|it's only cock'n'roll
Jen Mergott - May 11, 2012
This lady-led and glamorous Brooklyn troupe let fly a very promising four-track EP in the fall, highlighting flight motifs and their spirited, bouncy, charismatic, and danceable sonic personality. The record is a whirlwind of genres and indefinable subtleties, and showcases a band with a range spanning from punchy dance tunes (“Trampoline”) to old school Blues Rock (“747”). The star here is Ann Courtney and her voice, which can - at will - be a rock powerhorse or betray delicacy and vulnerability (like in “Beach House”). Courtney and band mate Lizzie Carena, with their fearless style and unapologetic attitude, are like a modern day Joan Jett and Cherie Currie. The band embodies empowerment – and make us think that maybe the ladies really need to take over what’s left of the NYC rock’n’roll scene.
I read somewhere that Mother Feather started out as a cathartic endeavor for you - that it has helped you channel negative energy in a positive way. How has this cathartic process shaped your songs?
Mother Feather is a righteous mission or nothing at all. It is imperative that I believe every single thing I’m singing and doing onstage. And there’s no better catharsis than fun, so we try to have some of that too.
A friend of mine and fellow Deli writer, went to your show at Santos Party House recently. She said there were some crazy performance moments like when Ann spit water into the crowd. Ann’s outfits are also known to be quite a performance piece. How do you get your ideas for your performances and your fashion choices? Do you think about it beforehand or do things just come to you in the moment? Do you have any fashion influences?

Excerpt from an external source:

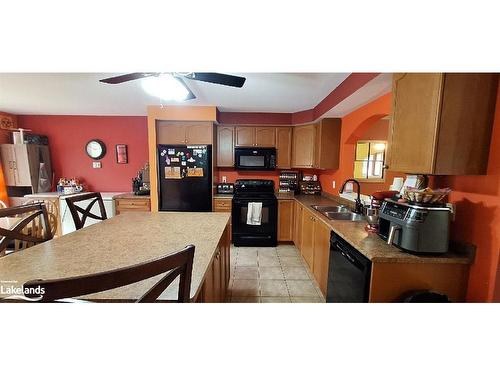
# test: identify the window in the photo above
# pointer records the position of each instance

Pop cock-rock is epic and shameless, so that informs everything we wear. Emotional responses to certain colors factor in a big way. The Viktor & Rolf spring 2010 collection remains a big influence in terms of shape. Lizzie and I spend hours trolling for inexpensive vintage and club-wear that we alter to make more Mother Feather—which is all at once a little Sabbath, Donna Summer, and Liz Taylor’s Cleopatra.
We’ve also collaborated with the incredible designer Suzanne Rae, who is our fashion fairy-godmother. She gets it. Suzanne has made some exquisite custom pieces for us.
I don’t recall spitting water into the audience. They must have looked like they needed a drink of the holy water.
Though you guys identify as a “pop cock-rock” band, I hear a lot of different musical influences in your music. The most surprising for me is the touch of blues and soul in some of the vocals. Specifically on “747” -- it’s got an old school blues/rock flavor, with a catchy pop spin -- sort of reminiscent of Ann Courtney & The Late Bloomers. How do you think that musical project has influenced this one?
ACLB utterly informed Mother Feather. I cut my teeth on that band. I had just figured out how to play guitar and it was my first time writing songs and leading a band. I was 21, and those songs, my performances, --even the band name--are self-deprecating in a way I romanticized then. But I got bored and sick of that shit and found my Mother Feather. Lizzie was ready for it too. This band is a conscious rejection of shame….with better riffs. “747” was written after a night out dancing with the girls. There are no songs in the ACLB catalog about going dancing. That was something I knew I urgently needed to address.
There’s a definite air of empowerment associated with the band’s songs and overall presence. I feel like people should listen to it right before they quit their jobs or run a marathon. It’s music that pushes you. Is this something you aim for in your songwriting or something that naturally evolves?
It is absolutely intentional. It is a message to myself as much as the audience. I need to be reminded every single day. Heaven is waiting.
Who are your biggest musical influences?
Easy: PJ Harvey, Marc Bolan, and Missy Elliot. But I can’t deny the 8 zillion shows I’ve seen at Rockwood Music Hall over the past 6 and half years have been a huge part of my musical education. When I started working there I simply had a gut sense of what I did and didn’t like. Over time it has developed into a much clearer understanding of what makes an effective writer and performer. I’ve studied and culled my favorite elements from some incredible musicians that have come through that club: Emily King, Alan Hampton, Taurus, Rich Girls, Julia Haltigan, Nanuchka, Jeff Taylor, Camille Atkinson, Jennifer Niceley…it goes on and on.
Anything else you would like to add?
We could not be more excited to perform at the Nova Festival in the UK this July. To help support the trip, we will be releasing a live EP through our website that will only be available during the month of June. It will include some unreleased tracks as well as the Futures dance remix of “Mother Feather.”
Additionally, we funneled all the proceeds from our sold-out Mercury Lounge show in February into a studio recording with our favorite badass Steve Wall (who engineered and co-produced the “MF EP” with us.) Thanks to the motherfeathers who bought tickets and shirts we were able to track at Cove City Sound and we have an absolute MONSTER recording in the pipeline.